Segundo a Central do Tempo da BBC, o tufão deve atingir Hanoi, no Vietnã na tarde de segunda-feira. Mas, ele deve chegar com menos intensidade ao país. Apesar disso, milheres de pessoas estão sendo levadas para abrigos.

O supertufão foi um dos mais violentos já registrados em terra firme. O Haiyan poupou a capital Manila, mas causou muita destruição nas ilhas de Samar, Leyte e na cidade de Cebu, a segunda maior do país, destruindo casas e prédios inteiros, provocando inundações, deslizamentos de terra e corte de energia.

Tacloban

Em entrevista à agência Reuters, o secretário-geral da Cruz Vermelha nas Filipinas, Gwendolyn Pang, disse que a equipe da agência deslocada para Tacloban teria visto mais de mil corpos boiando.

Vídeos gravados por moradores mostram Tacloban engolida por um forte temporal.

Sandy Torotoro, morador da cidade, contou à agência Associated Press ter sido levado pela água que invadiu sua casa.

"Enquanto éramos arrastados, vimos muitas pessoas boiando e gritando por ajuda. Mas o que podíamos fazer? Também precisávamos de socorro," disse ele.

Após aterrissar em Tacloban, o secretário do Interior das Filipinas, Max Roxas, disse que não tinha palavras para descrever a devastação.

"É realmente horrível. Uma grande tragédia humana", disse.

O aeroporto da cidade ficou parcialmente destruído e apenas voos militares têm a permissão para operar, segundo o correspondente da BBC em Manila, Jon Donnison.

O diretor do aeroporto, Efren Nagrama, comparou a passagem do tufão a um tsunami.

"Escapei pela janela, me agarrei a um poste por cerca de uma hora enquanto o aerorporto era varrido pela chuva, vento e água do mar. Alguns de meus funcionários sobreviveram agarrados em árvores."

O tufão atingiu o país na manhã de sexta-feira, com fortes temporais e ventos de até 379km/h.

Centenas de milhares de pessoas foram evacuadas, tendo sido transferidas para abrigos temporários. Mas muitas não conseguiram escapar a tempo.
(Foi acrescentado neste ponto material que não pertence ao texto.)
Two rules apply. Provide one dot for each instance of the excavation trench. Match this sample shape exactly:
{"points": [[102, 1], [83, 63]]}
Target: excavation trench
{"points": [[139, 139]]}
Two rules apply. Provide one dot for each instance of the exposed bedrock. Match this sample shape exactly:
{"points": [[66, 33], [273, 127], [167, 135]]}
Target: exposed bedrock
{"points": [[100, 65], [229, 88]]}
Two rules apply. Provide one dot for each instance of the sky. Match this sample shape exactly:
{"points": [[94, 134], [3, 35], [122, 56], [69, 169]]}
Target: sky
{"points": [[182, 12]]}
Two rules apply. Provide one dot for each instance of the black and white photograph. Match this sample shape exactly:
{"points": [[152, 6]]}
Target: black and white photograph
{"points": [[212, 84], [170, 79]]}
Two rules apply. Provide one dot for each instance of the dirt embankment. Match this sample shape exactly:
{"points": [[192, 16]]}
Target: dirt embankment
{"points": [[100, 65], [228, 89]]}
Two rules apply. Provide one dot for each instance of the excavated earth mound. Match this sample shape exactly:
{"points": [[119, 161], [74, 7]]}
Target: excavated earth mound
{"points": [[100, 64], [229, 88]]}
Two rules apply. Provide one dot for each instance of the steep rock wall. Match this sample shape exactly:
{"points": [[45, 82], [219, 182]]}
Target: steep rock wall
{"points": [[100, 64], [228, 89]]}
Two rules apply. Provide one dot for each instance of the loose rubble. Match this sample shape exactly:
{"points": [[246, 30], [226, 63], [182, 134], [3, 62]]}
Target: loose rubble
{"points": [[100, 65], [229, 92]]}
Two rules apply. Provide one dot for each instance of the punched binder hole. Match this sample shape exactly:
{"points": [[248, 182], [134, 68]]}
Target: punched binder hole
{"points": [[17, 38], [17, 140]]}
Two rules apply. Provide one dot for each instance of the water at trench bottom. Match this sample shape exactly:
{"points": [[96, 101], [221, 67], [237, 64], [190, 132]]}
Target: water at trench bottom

Muitas das cidades atingidas pelo tufão tentavam se recuperar de um terremoto, de 7,3 graus que atingiu as Filipinas no mês passado, deixando centenas de mortos e milhares de desabrigados.

Na ilha de Bohol, também atingida pelo tufão, cinco mil pessoas ainda estão desabrigadas em consequência do tremor de outubro.